Sports: USA: Lacrosse popularity surprises, contends with baseball for ratings

As hi school athletes slip into their straps this spring, that's in the Greater Philadelphia area at least, they're as much likely to be dressing up for lacrosse as for baseball. In lacrosse, the costume is much more extraterrestrial, and total-helmetted, and (I would hope, from seeing it on TV in the land from which it hails) much more thoroly padded. In baseball, you can get hurt; but in lacrosse you are likely to get whammoed in most games. Still, in and around Philly and in more and more locales around the USA, lacrosse's popularity increases in popularity by leaps and bounds, especially in the hi-school jock demographic mentioned.

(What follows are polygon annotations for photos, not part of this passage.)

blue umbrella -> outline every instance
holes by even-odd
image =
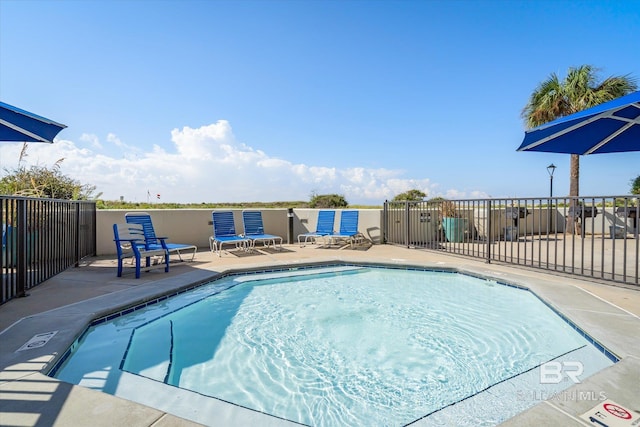
[[[640,151],[640,91],[530,129],[517,151],[580,155]]]
[[[53,142],[66,125],[0,102],[0,142]]]

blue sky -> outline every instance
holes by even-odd
[[[638,0],[0,0],[0,100],[68,126],[27,162],[108,200],[544,197],[550,163],[564,196],[568,155],[515,151],[522,108],[638,52]],[[581,195],[628,194],[640,153],[580,165]]]

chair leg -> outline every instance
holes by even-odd
[[[142,263],[142,260],[140,259],[139,256],[136,256],[136,279],[140,278],[140,264]]]

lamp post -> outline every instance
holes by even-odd
[[[553,173],[556,171],[556,165],[551,163],[547,166],[547,172],[549,172],[549,197],[553,197]]]
[[[547,234],[549,233],[549,227],[552,226],[552,210],[553,210],[553,173],[556,171],[556,165],[551,163],[547,166],[547,172],[549,172],[549,218],[547,221]]]

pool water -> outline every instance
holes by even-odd
[[[613,364],[526,290],[342,267],[229,276],[94,325],[56,377],[118,394],[123,371],[319,427],[437,424],[508,394],[500,413],[455,418],[491,425],[538,403],[531,390],[572,385],[540,384],[557,360],[588,365],[583,377]]]

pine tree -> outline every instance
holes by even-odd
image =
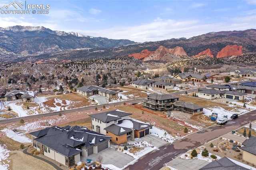
[[[244,128],[244,132],[243,132],[243,135],[245,137],[246,136],[246,130]]]

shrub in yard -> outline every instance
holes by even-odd
[[[210,146],[211,148],[213,148],[213,144],[212,144],[212,143],[211,143],[211,144],[210,144]]]
[[[204,149],[204,150],[202,152],[202,156],[207,157],[209,156],[209,152],[206,148]]]
[[[211,155],[211,158],[213,159],[216,159],[217,158],[217,156],[215,155]]]
[[[196,150],[195,149],[192,150],[192,152],[191,153],[191,156],[193,157],[196,157],[197,156],[197,152],[196,152]]]

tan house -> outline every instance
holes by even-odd
[[[149,134],[152,125],[130,118],[131,115],[116,110],[90,115],[92,130],[112,137],[118,144],[126,142],[128,137],[132,140]]]
[[[242,144],[243,150],[243,160],[252,164],[256,163],[256,137],[251,136]]]
[[[118,97],[118,93],[100,87],[88,85],[76,89],[76,93],[82,96],[89,97],[95,95],[114,98]]]
[[[22,99],[23,102],[34,101],[35,95],[32,91],[13,90],[7,92],[4,95],[6,101]]]
[[[179,73],[174,76],[175,79],[182,80],[184,82],[194,81],[195,82],[204,82],[208,78],[203,75],[192,73]]]
[[[110,147],[111,137],[75,126],[56,126],[30,133],[34,147],[40,153],[70,167]]]

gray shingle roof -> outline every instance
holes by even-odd
[[[165,94],[164,95],[158,95],[156,94],[153,94],[151,95],[148,95],[148,99],[150,99],[153,100],[159,101],[178,99],[180,97],[179,97],[168,95],[168,94]]]
[[[78,88],[77,89],[86,93],[92,92],[94,91],[98,91],[102,93],[110,94],[116,94],[118,93],[112,90],[108,90],[104,88],[102,88],[100,87],[96,86],[93,85],[85,85],[81,87]]]
[[[241,147],[241,149],[256,155],[256,137],[252,136],[242,144],[244,146]]]
[[[149,80],[148,79],[144,79],[141,80],[138,80],[135,81],[132,81],[132,83],[138,85],[147,85],[148,84],[155,82],[156,81]]]
[[[199,169],[199,170],[246,170],[246,168],[232,162],[226,157],[224,157],[218,160],[214,160],[205,166]]]
[[[111,138],[78,126],[53,126],[30,134],[37,138],[35,140],[67,157],[82,152],[75,148],[78,145],[87,148]]]
[[[127,112],[118,110],[109,111],[102,113],[90,115],[92,117],[104,123],[121,119],[121,117],[131,115]]]
[[[197,110],[202,109],[204,107],[201,106],[196,105],[190,103],[184,102],[182,101],[176,101],[173,103],[174,106],[180,106],[186,108],[190,109],[192,110]]]

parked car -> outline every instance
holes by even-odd
[[[226,123],[227,122],[228,122],[228,118],[223,117],[222,118],[221,118],[220,119],[218,120],[217,121],[217,124],[220,124],[220,125],[222,125]]]
[[[233,114],[232,116],[230,117],[232,119],[236,119],[238,117],[238,115],[237,114]]]

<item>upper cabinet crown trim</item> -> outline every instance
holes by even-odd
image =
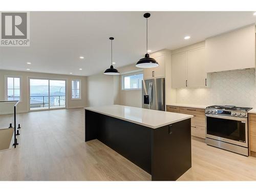
[[[255,68],[254,25],[205,41],[207,73]]]

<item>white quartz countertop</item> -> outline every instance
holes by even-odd
[[[193,117],[190,115],[119,105],[91,106],[84,109],[153,129]]]
[[[249,111],[248,113],[256,114],[256,108],[252,108],[251,110]]]
[[[184,108],[192,108],[198,109],[205,109],[206,107],[212,105],[212,104],[184,104],[184,103],[168,103],[166,105],[176,106],[183,106]]]

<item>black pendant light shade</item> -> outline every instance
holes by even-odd
[[[113,48],[112,48],[112,40],[114,40],[114,37],[110,37],[110,39],[111,40],[111,65],[110,68],[107,69],[104,74],[105,75],[119,75],[120,73],[117,69],[114,68],[113,66]]]
[[[150,55],[147,53],[147,18],[150,17],[150,13],[146,13],[144,14],[144,17],[146,19],[146,52],[145,57],[139,60],[136,63],[136,67],[140,68],[151,68],[158,67],[159,64],[154,58],[150,57]]]
[[[113,66],[110,66],[110,68],[106,69],[104,72],[105,75],[119,75],[119,72],[116,69],[114,68]]]
[[[159,65],[154,58],[150,57],[148,53],[145,54],[145,57],[139,60],[136,67],[140,68],[151,68],[158,67]]]

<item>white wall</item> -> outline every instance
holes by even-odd
[[[256,108],[255,69],[213,73],[210,87],[177,90],[177,102]]]
[[[22,102],[20,102],[17,106],[18,112],[27,112],[29,110],[29,77],[66,80],[67,108],[77,108],[84,107],[87,105],[86,77],[16,71],[0,70],[0,101],[5,100],[5,75],[16,76],[22,78]],[[81,99],[72,100],[71,98],[72,79],[81,79]]]
[[[87,91],[88,105],[113,104],[114,89],[114,77],[112,75],[98,74],[88,76]]]

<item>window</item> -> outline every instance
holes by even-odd
[[[81,80],[72,80],[72,99],[80,99]]]
[[[143,73],[137,73],[122,76],[122,89],[140,90],[141,89]]]
[[[6,100],[7,101],[20,100],[20,78],[7,77]]]

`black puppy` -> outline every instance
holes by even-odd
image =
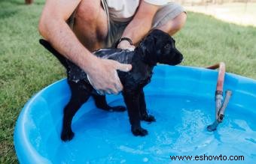
[[[71,140],[74,136],[72,121],[76,112],[93,96],[96,106],[104,110],[122,112],[124,106],[109,106],[105,96],[99,95],[90,84],[87,74],[77,65],[64,58],[44,40],[40,43],[52,52],[67,70],[68,83],[72,96],[64,109],[61,139]],[[148,131],[141,127],[140,121],[154,121],[154,116],[147,112],[143,88],[150,82],[152,70],[157,63],[175,65],[181,62],[183,56],[175,46],[175,40],[168,34],[160,30],[153,30],[141,41],[134,52],[119,49],[102,49],[94,55],[104,58],[131,64],[130,72],[117,71],[123,85],[122,91],[125,104],[128,109],[131,130],[135,136],[144,136]]]

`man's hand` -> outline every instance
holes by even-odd
[[[131,69],[131,64],[120,64],[109,59],[96,58],[87,73],[90,83],[99,94],[117,94],[123,90],[117,70],[128,72]]]
[[[127,40],[122,40],[117,45],[118,49],[128,49],[130,51],[134,51],[135,46],[131,45]]]

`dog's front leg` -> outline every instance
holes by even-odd
[[[141,114],[141,120],[147,122],[156,121],[153,115],[148,114],[143,89],[139,91],[139,112]]]
[[[131,124],[131,130],[134,136],[145,136],[148,131],[141,127],[139,112],[139,92],[123,91],[124,102],[128,110],[129,120]]]
[[[61,139],[69,141],[74,137],[72,130],[72,122],[75,114],[80,107],[89,99],[92,87],[86,86],[82,83],[75,83],[69,81],[72,96],[69,103],[64,108],[64,116],[62,121],[62,130]]]

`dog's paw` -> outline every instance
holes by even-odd
[[[126,108],[123,106],[111,106],[109,111],[111,112],[124,112],[126,110]]]
[[[147,121],[147,122],[154,122],[154,121],[156,121],[156,119],[154,118],[154,117],[153,115],[147,115],[142,116],[142,120]]]
[[[132,129],[133,134],[136,136],[145,136],[148,135],[148,130],[139,127],[139,128],[133,128]]]
[[[62,130],[60,138],[63,142],[67,142],[72,140],[74,136],[75,133],[72,130]]]

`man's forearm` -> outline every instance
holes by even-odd
[[[145,20],[133,20],[124,30],[122,37],[129,37],[133,44],[138,43],[148,32],[151,27],[151,22]]]
[[[44,23],[47,24],[41,25],[41,35],[61,54],[87,72],[96,57],[80,43],[67,23],[54,19]]]
[[[122,37],[129,37],[133,43],[138,43],[151,29],[153,18],[159,7],[142,1],[138,11],[124,30]]]

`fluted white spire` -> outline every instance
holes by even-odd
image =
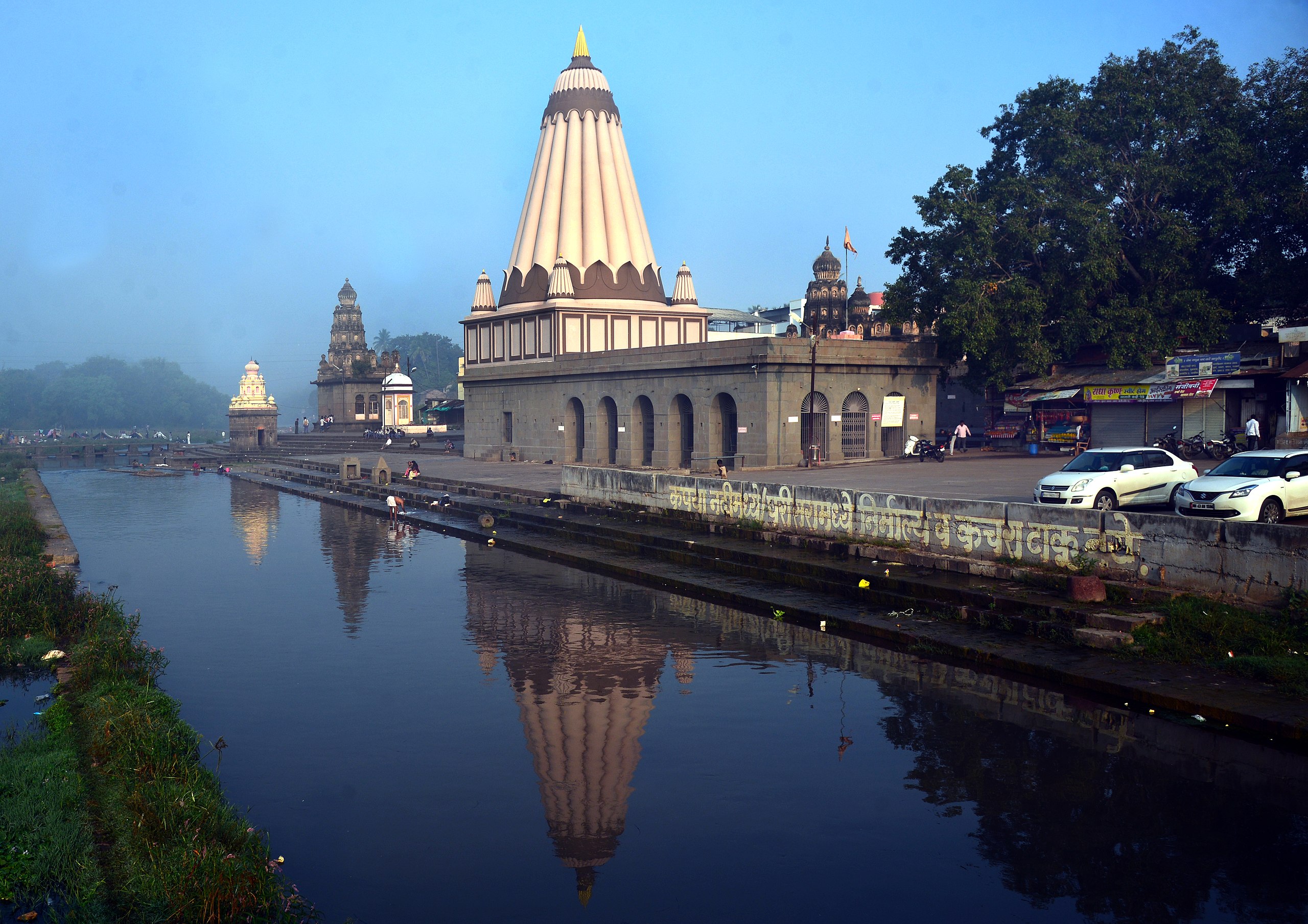
[[[472,310],[494,311],[494,290],[490,288],[490,277],[484,269],[477,277],[477,288],[472,293]]]
[[[532,278],[559,256],[583,290],[603,271],[606,288],[623,291],[606,297],[663,301],[617,105],[582,42],[545,106],[501,305],[539,299]],[[544,273],[532,277],[536,267]]]
[[[681,268],[676,271],[676,285],[672,288],[672,305],[698,303],[700,299],[695,297],[695,280],[691,278],[691,271],[683,261]]]
[[[555,268],[549,272],[549,290],[545,298],[573,298],[574,295],[572,273],[568,272],[568,261],[560,256],[555,260]]]

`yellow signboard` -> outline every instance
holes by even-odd
[[[882,426],[904,426],[903,395],[887,395],[882,399]]]

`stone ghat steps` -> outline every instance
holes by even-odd
[[[365,474],[371,474],[371,468],[368,465],[368,459],[360,459],[360,465]],[[302,472],[315,472],[326,476],[330,480],[336,480],[340,468],[331,463],[317,461],[313,459],[296,459],[293,461],[285,463],[286,467],[302,470]],[[488,501],[508,501],[510,503],[526,503],[536,504],[542,503],[547,498],[549,501],[561,502],[562,494],[559,491],[538,491],[531,487],[517,487],[510,485],[494,485],[490,482],[480,481],[462,481],[458,478],[439,478],[434,474],[420,474],[416,478],[400,478],[400,473],[396,473],[396,487],[411,486],[411,487],[424,487],[426,490],[438,491],[450,495],[464,495],[484,498]],[[403,484],[400,484],[403,482]]]
[[[357,482],[347,487],[303,470],[292,469],[281,474],[293,476],[294,480],[269,473],[238,473],[233,477],[323,503],[353,507],[382,518],[387,515],[386,490]],[[398,487],[396,493],[412,497],[413,503],[420,503],[426,495],[421,489],[408,487]],[[553,507],[553,502],[544,507]],[[470,521],[479,510],[500,512],[493,527],[483,529]],[[1282,741],[1308,741],[1308,703],[1288,702],[1266,685],[1206,668],[1113,657],[1086,646],[1018,636],[1002,630],[998,621],[985,626],[976,622],[963,625],[954,618],[938,618],[921,612],[910,614],[901,608],[889,609],[882,599],[874,600],[871,596],[855,600],[815,595],[804,587],[743,576],[734,569],[723,572],[664,561],[653,554],[632,554],[613,548],[611,542],[589,541],[572,529],[544,532],[536,524],[517,516],[522,512],[521,506],[511,510],[509,504],[496,501],[451,495],[451,508],[415,506],[411,511],[405,520],[421,528],[473,542],[494,540],[498,549],[684,593],[764,618],[794,622],[815,631],[891,643],[901,650],[906,648],[910,655],[934,660],[980,664],[988,672],[1012,672],[1063,684],[1104,702],[1125,702],[1131,708],[1155,707],[1185,715],[1201,712],[1211,721],[1228,723],[1231,731],[1277,736]],[[542,515],[560,516],[557,512]],[[569,519],[568,512],[562,516]],[[913,600],[909,599],[909,602]],[[921,605],[921,601],[917,602]]]
[[[297,461],[259,469],[269,477],[328,490],[348,490],[382,497],[385,491],[366,482],[343,486],[334,469]],[[451,490],[453,487],[453,490]],[[1117,647],[1129,642],[1139,617],[1103,612],[1103,606],[1070,606],[1059,597],[1016,580],[977,578],[938,571],[921,565],[867,558],[837,558],[825,549],[772,546],[748,538],[704,533],[687,538],[684,523],[624,521],[612,511],[589,508],[534,491],[500,486],[470,486],[419,477],[391,490],[407,503],[430,508],[441,494],[450,507],[466,516],[490,514],[509,518],[515,525],[556,538],[586,541],[642,559],[659,559],[752,580],[798,587],[811,593],[878,602],[899,610],[918,612],[923,604],[943,609],[952,618],[981,626],[997,625],[1011,631],[1080,642],[1092,647]],[[866,586],[863,586],[866,582]]]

And as a spectator sport, its rapidly growing fanship seems to have something to do with the attraction of slammo blasto video games. But for the players, What is the attraction, compared to baseball with which it shares the season? Surely, it has its roots in the same increase of participation in extreme sports, both in real life and on TV reality shows. As fewer and fewer young male adults can even meet a military recruiter in their hi schools, colleges, and universities, where large activist groups disdain any form of respect for the warrior motivated by patriotism at arms, it would seem the most hily libidic of these guys are looking around for a way of doing what they're seeing in the videosports and on TV. Lacrosse appeals to an instinctive drive toward physical risk, tho channelled, like other such powerful drives that find some form of social acceptance, into the rules and goals of a very demainding sport. Baseball appeals to something else, where its rules and manner of scoring points renders it "the gentleman's sport."